日本大百科全書(ニッポニカ) 「バソフ」の意味・わかりやすい解説
バソフ
ばそふ
Николай Геннадиевич Басов/Nikolay Gennadievich Basov
(1922―2001)
ロシアの物理学者。初め医学を学ぶ。のちにモスクワ工科大学で物理学を学び1950年に卒業。レーベデフ物理学研究所の研究員を経て、1973年より1988年まで同研究所所長。この間1963年より母校の教授を兼ね、1966年よりソ連科学アカデミー会員。1988年以後もロシア科学アカデミーの指導的地位を占めていた。

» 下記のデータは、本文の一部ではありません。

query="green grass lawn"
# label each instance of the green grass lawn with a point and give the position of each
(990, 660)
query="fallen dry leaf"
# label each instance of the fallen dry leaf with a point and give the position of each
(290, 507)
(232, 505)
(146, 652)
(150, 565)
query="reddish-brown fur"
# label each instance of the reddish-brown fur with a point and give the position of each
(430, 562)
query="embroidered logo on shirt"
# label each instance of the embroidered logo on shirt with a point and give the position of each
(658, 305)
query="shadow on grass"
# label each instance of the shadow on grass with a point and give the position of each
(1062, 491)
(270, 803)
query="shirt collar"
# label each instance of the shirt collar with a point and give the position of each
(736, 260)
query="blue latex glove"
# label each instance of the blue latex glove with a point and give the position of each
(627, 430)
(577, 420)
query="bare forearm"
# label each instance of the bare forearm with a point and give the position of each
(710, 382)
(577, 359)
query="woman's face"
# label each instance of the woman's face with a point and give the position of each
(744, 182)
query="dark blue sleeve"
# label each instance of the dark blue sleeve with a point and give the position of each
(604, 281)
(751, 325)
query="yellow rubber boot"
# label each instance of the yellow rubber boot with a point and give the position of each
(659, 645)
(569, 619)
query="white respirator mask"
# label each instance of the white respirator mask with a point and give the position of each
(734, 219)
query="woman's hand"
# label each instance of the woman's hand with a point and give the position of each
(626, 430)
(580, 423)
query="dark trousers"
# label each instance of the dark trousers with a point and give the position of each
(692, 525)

1954年プロホロフと共同でアンモニア・レーザーを発見し、1963年半導体レーザーを開発した。さらに研究分野は広く、高出力レーザー、超短パルスレーザー、化学レーザーの開発および応用など、量子エレクトロニクス全般を含み、そのいずれの分野においても多くの優れた後継者を育てている。これらの量子エレクトロニクスの研究により、1964年、プロホロフおよびアメリカのタウンズとともにノーベル物理学賞を受賞した。さらに米国核融合エネルギー協会(FPA:Fusion Power Associates)功労賞(1990)など数々の国際的賞を受けた。